Direct laryngoscopy (DL) is a crucial skill and continues to be indispensable. While the superiority of video laryngoscopy (VL) has been demonstrated regarding the rate of first attempt successful intubations, its application as a teaching tool for DL remains largely unexplored. We hypothesised a higher first-pass success and shorter durations of conventional intubation after video laryngoscopy supported training (VLF = video-laryngoscopy based feedback) compared to students trained without VL (DLF = direct-laryngoscopy based feedback).

Methods

All 211 medical students (DLF: 92/ VLF:119) trained conventional intubation, using a manikin in an airway course during their anaesthesiology rotation in fourth year of medical school. The study period was October 2023 to August 2024. In the DLF group, the tutor could only provide feedback via an intermittent direct view of the larynx during intubation whereas in the VLF group, the tutor had a continuous view via the monitor. Students of the VLF group did not get a view of the monitor and performed laryngoscopy via direct view. The main outcome measures were the first-pass success, time for intubation, Cormack-Lehane Score, occurrence of tooth damage, a difficulty score and a self-confidence score.

Results

Both groups achieved a high rate of first-pass success (DLF 97,8% vs.

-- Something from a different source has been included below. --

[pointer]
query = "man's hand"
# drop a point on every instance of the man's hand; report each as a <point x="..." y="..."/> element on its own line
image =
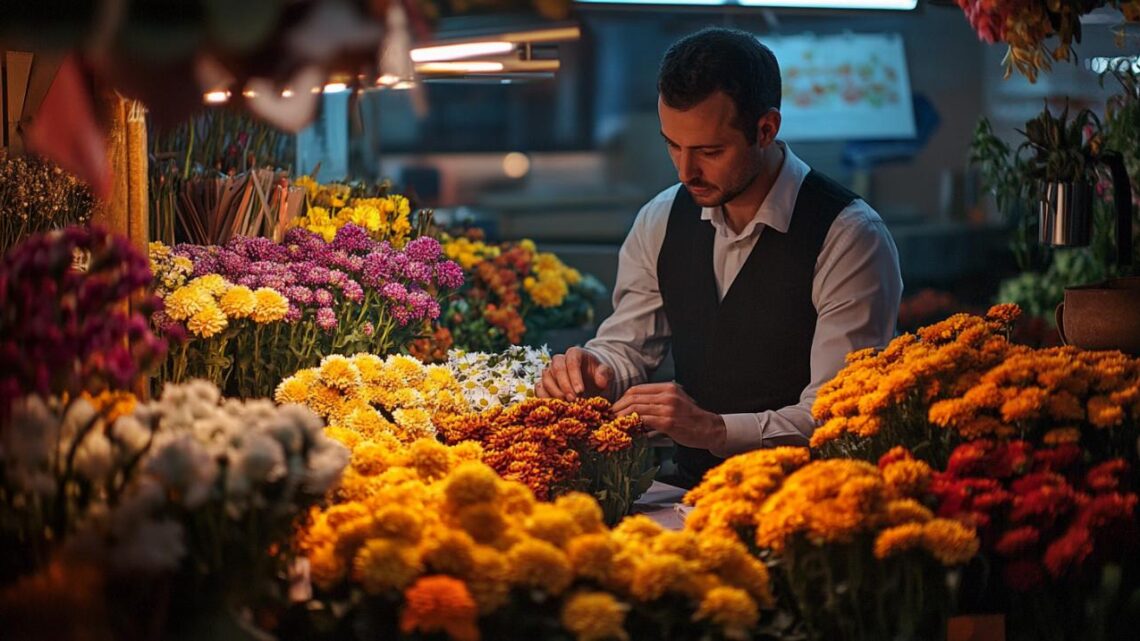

VLF 100%, p = 0.081). Nevertheless, we found a significant difference concerning duration of intubation (DLF 21,49s ± 7,421 vs. VLF 24,75s ± 10,371, p = 0.008). DLF group demonstrated a higher reduction in a subjective difficulty score (p = 0.018). Both groups demonstrated enhanced confidence regarding airway management following training favouring DLF group (difference between the groups: p = 0.039).

Conclusions

Teaching direct laryngoscopy by using the video laryngoscope monitor as a teaching tool for the tutor seems to give students more detailed feedback and a more realistic rating of the difficulty level, which is reflected in the students spending more time on the task, a smaller decrease in the difficulty value and a more realistic self-assessment. Furthermore, a higher first-pass success in our assessment with direct laryngoscopy is reached after video-laryngoscopy based feedback training. We assume that this method holds great chances for teaching practice.